Les tableaux d’intoxications par les champignons peuvent être scindés en deux groupes selon leur délai d’apparition.
Syndromes à délai court :
Ils apparaissent dans les six heures suivant l’ingestion des champignons et sont en général plutôt de bon pronostic.
- Syndrome résinoïdien :
Principaux champignons responsables : Tricholome tigré (Tricholoma pardinum), Entolome livide (Entoloma lividum), Bolet de Satan (Boletus satanas), Clitocybe de l’olivier (Omphalotus olearius), Agaric jaunissant (Agaricus xanthoderma).
Le syndrome résinoïdien se traduit par des troubles digestifs d’apparition rapide : entre 15 minutes et 2 heures après la consommation des champignons. Son début est brutal et il peut entraîner des vomissements, des douleurs abdominales et des diarrhées potentiellement importantes. Le risque de déshydratation est donc à prendre en compte, notamment chez les enfants, les femmes enceintes ou les personnes âgées, et peut nécessiter une hospitalisation. La prise en charge de ce syndrome est basée sur un traitement symptomatique et une réhydratation. Sa durée n’excède en général pas 48 heures.

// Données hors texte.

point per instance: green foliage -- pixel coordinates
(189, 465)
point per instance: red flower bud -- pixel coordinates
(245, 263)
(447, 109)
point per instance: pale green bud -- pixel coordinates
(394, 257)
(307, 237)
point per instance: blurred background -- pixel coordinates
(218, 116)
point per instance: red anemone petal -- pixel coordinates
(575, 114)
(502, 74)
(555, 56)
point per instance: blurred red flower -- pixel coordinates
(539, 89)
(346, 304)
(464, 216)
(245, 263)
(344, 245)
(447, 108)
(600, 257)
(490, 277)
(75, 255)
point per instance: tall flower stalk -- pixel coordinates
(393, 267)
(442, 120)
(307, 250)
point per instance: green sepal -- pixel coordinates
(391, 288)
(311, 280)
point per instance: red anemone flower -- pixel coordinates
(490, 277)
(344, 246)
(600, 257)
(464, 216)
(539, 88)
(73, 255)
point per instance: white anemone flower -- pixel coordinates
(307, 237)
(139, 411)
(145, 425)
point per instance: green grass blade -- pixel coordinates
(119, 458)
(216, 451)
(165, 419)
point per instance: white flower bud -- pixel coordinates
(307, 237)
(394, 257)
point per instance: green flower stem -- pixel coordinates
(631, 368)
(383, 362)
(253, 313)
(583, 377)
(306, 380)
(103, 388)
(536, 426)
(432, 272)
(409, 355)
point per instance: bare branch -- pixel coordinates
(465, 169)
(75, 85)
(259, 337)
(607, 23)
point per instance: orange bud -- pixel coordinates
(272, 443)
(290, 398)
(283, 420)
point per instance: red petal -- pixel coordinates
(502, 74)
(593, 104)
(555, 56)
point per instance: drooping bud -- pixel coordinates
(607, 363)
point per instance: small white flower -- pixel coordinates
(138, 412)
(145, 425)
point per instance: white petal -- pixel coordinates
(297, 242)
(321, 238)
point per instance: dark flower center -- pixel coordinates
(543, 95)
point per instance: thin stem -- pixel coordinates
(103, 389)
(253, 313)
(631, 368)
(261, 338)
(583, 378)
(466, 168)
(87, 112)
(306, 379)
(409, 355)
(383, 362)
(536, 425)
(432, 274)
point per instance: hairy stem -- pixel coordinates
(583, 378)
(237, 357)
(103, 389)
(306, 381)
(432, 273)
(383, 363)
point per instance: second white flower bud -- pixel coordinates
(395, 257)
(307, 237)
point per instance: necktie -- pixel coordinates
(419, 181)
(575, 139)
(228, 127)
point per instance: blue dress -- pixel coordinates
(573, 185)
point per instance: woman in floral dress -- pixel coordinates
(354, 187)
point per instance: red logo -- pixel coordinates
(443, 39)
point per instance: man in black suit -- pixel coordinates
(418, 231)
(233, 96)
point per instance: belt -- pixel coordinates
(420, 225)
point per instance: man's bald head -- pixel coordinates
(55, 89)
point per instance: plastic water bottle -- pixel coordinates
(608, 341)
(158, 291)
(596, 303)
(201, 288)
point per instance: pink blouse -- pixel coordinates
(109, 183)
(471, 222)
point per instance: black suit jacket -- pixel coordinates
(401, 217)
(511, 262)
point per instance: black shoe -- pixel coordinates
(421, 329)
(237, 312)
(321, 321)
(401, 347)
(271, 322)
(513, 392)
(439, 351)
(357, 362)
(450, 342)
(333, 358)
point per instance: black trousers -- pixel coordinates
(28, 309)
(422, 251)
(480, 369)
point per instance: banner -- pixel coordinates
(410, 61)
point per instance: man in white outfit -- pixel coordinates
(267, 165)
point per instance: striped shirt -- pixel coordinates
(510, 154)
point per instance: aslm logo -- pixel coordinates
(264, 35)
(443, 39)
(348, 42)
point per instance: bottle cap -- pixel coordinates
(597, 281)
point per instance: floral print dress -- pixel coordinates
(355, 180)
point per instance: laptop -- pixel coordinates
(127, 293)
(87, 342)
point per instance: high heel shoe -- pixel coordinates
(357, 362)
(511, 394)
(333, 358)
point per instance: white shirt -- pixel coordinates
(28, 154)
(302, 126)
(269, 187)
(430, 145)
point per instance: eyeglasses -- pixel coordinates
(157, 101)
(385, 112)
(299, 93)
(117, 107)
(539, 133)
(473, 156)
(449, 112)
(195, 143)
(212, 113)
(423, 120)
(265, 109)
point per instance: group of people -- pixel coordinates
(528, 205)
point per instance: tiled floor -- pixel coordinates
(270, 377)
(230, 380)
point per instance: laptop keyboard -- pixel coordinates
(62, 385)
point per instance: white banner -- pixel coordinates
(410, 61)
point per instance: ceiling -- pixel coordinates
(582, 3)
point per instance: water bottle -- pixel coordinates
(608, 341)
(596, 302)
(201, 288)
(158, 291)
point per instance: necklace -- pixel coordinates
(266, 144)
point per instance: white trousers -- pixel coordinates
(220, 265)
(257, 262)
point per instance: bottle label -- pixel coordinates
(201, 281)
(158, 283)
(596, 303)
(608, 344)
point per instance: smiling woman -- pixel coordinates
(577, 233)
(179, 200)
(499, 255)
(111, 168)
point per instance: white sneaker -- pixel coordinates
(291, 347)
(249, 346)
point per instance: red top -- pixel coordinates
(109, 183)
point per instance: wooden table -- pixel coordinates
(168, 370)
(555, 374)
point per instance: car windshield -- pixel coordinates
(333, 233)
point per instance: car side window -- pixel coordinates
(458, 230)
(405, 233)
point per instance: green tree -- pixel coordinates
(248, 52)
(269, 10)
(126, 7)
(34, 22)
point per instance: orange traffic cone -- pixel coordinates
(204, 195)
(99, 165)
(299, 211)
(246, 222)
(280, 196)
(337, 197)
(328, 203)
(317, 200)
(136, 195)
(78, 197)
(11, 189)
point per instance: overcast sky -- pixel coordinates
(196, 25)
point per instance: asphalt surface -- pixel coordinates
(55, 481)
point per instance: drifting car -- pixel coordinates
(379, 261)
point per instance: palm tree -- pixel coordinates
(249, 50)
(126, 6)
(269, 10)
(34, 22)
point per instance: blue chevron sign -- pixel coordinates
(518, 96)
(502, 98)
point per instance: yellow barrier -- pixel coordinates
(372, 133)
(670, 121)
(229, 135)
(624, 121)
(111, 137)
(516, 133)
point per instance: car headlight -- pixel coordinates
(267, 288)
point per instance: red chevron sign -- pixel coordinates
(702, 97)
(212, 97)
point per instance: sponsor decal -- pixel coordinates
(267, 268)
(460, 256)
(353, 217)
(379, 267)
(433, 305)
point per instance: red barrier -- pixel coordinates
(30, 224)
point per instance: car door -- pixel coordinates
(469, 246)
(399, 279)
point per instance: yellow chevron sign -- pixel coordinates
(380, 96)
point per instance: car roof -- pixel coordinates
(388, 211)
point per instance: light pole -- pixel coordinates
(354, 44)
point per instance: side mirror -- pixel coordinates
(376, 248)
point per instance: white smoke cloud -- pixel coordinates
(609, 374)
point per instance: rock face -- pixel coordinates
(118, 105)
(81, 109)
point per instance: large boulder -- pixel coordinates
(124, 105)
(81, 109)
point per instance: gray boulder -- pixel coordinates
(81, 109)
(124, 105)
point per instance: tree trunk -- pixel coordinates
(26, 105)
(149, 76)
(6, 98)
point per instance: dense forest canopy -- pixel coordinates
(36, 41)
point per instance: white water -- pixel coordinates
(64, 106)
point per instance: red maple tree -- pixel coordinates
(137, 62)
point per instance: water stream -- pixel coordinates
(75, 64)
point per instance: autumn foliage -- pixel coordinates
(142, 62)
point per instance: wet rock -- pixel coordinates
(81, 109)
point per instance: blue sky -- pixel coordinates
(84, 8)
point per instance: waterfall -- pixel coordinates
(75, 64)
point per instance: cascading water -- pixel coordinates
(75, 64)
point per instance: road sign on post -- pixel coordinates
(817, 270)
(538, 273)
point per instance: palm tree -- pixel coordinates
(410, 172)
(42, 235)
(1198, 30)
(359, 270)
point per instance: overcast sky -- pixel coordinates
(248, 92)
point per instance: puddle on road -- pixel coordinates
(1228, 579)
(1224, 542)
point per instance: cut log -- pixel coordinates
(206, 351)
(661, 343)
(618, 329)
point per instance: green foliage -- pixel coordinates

À noter que des champignons comestibles peuvent également entraîner ce syndrome s’ils sont mangés en grande quantité ou altérés (conservés dans un sac en plastique par exemple).
- Syndrome muscarinien :
Principaux champignons responsables : un grand nombre d’Inocybes comme l’Inocybe de Patouillard (Inocybe patouillardii), les petits Clitocybes blancs proches du Clitocybe blanchi (Clitocybe dealbata) et les Mycènes proches de la Mycène pure (Mycena pura).
Le syndrome muscarinien est dû à une toxine parasympathomimétique : la muscarine. Les troubles apparaissent rapidement après l’ingestion des champignons : de 15 minutes à 2 heures. Ils miment un excès de fonctionnement du système parasympathique et se traduisent donc par une sudation très importante (d’où le fait que ce syndrome est parfois nommé sudorien), une hypersécrétion salivaire, une bradycardie, un myosis et des troubles digestifs. L’administration d’atropine, aux propriétés parasympatholytiques, peut s’avérer nécessaire. Enfin, une réhydratation est indispensable.
- Syndrome panthérinien :
Principaux champignons responsables : Amanite tue-mouche (Amanita muscaria), Amanite panthère (Amanita pantherina), Amanite jonquille (Amanita gemmata).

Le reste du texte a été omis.